Just Like Riding a Bike – III

[First Draft]

The other adventure ride during my early teen summers took me to the Indian Hill Swim Club, 5 and a half miles away. Monday thru Friday, our mother would drive my sister and I there in the mornings, for swim practice, then to hang out in the early afternoon until she retrieved us. Once my sister turned 15, she found the crowd there immature, and she abandoned the sunny idyll. My mother suggested I ride my bike there, leaving her free to continue her work and studies in clinical psychology.

A quick scoot up Montgomery Pike, then over Euclid and Kenwood into the shaded suburban paradise of Indian Hill. Roads seemed to stretch forever between stop signs, houses were set far back and far apart, and the noise of commerce never intruded. For two years, I engaged in preparatory work for my future triathlon career. The cycling never seemed important; it was the pool, the swimming, and the kids I hung out with who held my attention. Twenty-seven years later, once I discovered I could run, I called on those swim-bike days, and recaptured the freedom and fun they held.

That same year I biked to swim practice, my parents bought one of the first compact cars, and red Dodge Lancer. Styled as a pseudo sports car, it had a sloped rear trunk, bucket seats, and little power to accelerate. Combination please the second car users in our family, my mother, my sister, and, several years later, me. Once I started driving the Lancer, any thought of using my Raleigh for transportation disappeared like the autumn leaves we burned in a wire cage every fall.

My three-speed gather dust, cobwebs, and rust as it hung out under the eaves in the back yard. When it came time to drive to college, my father’s courageous DIY efforts could not restore it to working order.

            “You can’t take this thing to Connecticut. Let’s go to the police auction and see what we can pick up for you,” he said one Saturday morning.
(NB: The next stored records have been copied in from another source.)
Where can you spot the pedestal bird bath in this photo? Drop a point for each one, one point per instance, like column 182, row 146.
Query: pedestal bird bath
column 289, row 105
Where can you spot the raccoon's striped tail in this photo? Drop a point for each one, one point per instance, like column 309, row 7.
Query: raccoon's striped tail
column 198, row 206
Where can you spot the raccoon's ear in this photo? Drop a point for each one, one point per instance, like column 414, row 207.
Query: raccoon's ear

Fifty dollars didn’t go as far in 1966 as it did in 1958. We came out with a maroon fat-tired Schwinn with hub gears and brakes, and a basket in front. For three years, whenever I felt lazy, I’d haul it up from the basement storage area and ride it on the days when I needed to make it from one end of the campus (the science labs) to the other (English or Religion classes in Fisk Hall) in less than 10 minutes.

I scheduled as many of my classes for the morning as I could, wanting to have early afternoons free before swim practice, and the evenings unencumbered to socializing. All my studying happened in the quiet of the library carrels between six and eight AM. I jammed five subjects into each semester, instead of the usual four. Most classes were two or three days a week, and hour each, so my time from eight to noon was spent negotiating the campus paths every hour to fit it all in. The Schwinn served that very well. Simple transportation, cheap and reliable.